In this case Intel has gone out of their way to create a market where their technology can dominate. Their buildout of this market has used coercision, restricting information, "paperwork failures" and direct intimidation.

In our software group, I look at the simple example of the Intel compiler (sold as an "independendant development tool"). The intel compiler actually "breaks" code written for AMD or in other cases it degrades the performance noticably. This has forced software vendors into using alternate compilers for various platforms, thus increasing Intel's dominance in not only the processor market but also the supporting solutions.

When I first heard about this decision and the evidence involved, I was shocked and outraged. As I read the press releases now, my blood boils.

AMD has great technology and great partners (SUN, HP, IBM, Fujitsu). We also have great customers ;-)

I belive in an open market and I believe in free trade. I believe we should strive for a perfect world without corruption. Intel's unfair manipulation and monopolistic practices not only reduce customers access to innovative technologies, these practices also reduce the ability of their customers and ecosystem partners (such as the OEM's, chipset vendors, tool suppliers) to fairly benefit from their contributions to the solutions end users purchase.

I believe in AMD and will stand up for what I believe. Customers deserve choices, access and the best possible products and technologies. I believe that AMD is serving our customers best by providing the leadership needed in this industry.

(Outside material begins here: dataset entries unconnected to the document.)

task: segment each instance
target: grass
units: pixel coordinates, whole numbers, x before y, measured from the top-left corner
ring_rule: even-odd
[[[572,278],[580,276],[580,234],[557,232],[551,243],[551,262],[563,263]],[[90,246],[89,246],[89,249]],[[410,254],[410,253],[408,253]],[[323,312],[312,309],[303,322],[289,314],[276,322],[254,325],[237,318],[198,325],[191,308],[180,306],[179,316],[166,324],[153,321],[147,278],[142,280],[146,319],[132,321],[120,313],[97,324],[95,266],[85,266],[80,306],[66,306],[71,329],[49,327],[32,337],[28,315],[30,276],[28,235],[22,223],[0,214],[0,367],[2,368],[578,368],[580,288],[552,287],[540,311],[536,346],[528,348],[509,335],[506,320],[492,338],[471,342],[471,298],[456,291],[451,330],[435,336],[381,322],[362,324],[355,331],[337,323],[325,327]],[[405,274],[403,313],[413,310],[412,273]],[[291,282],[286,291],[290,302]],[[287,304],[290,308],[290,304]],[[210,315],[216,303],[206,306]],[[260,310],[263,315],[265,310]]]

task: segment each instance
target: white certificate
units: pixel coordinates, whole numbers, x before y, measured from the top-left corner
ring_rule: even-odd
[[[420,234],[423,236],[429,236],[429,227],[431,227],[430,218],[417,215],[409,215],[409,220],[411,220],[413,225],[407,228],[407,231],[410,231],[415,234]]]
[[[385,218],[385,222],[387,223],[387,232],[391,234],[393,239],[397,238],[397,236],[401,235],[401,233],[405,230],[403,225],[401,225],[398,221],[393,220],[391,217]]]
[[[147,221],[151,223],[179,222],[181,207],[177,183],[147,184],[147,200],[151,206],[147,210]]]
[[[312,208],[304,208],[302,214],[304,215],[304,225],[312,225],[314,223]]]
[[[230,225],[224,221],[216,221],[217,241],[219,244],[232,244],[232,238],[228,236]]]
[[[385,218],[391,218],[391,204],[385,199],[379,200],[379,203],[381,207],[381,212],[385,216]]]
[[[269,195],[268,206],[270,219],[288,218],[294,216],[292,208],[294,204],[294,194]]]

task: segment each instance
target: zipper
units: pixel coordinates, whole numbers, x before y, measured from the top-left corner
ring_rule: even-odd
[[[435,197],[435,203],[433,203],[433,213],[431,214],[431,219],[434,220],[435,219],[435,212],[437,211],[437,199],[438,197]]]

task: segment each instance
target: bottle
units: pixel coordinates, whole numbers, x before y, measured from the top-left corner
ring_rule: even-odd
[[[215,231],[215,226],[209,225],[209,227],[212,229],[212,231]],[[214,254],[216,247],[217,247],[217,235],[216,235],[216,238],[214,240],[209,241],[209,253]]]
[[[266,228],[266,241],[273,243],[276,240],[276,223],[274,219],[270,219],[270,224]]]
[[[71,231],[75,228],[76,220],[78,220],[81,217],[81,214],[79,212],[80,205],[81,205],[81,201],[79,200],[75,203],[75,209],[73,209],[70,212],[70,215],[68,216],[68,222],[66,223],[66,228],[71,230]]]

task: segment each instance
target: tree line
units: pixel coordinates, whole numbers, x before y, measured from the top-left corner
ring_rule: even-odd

I call on the market to join AMD and speak out against Intel. This is not about an "us vs. them" (referrring to AMD vs. Intel), this is about an "us for them" (AMD & Intel for our customers and partners) which will help build and establish the market.

At 4AM in the morning, I think people should be proud I wrote this much ;-)

TELL ME WHAT YOU THINK!


Kyle

1 Comments:

At 11:37 AM, Anonymous Anonymous said...

Competition is good. If 1/10 of that complaint proves to be true, Intel is in A LOT of trouble.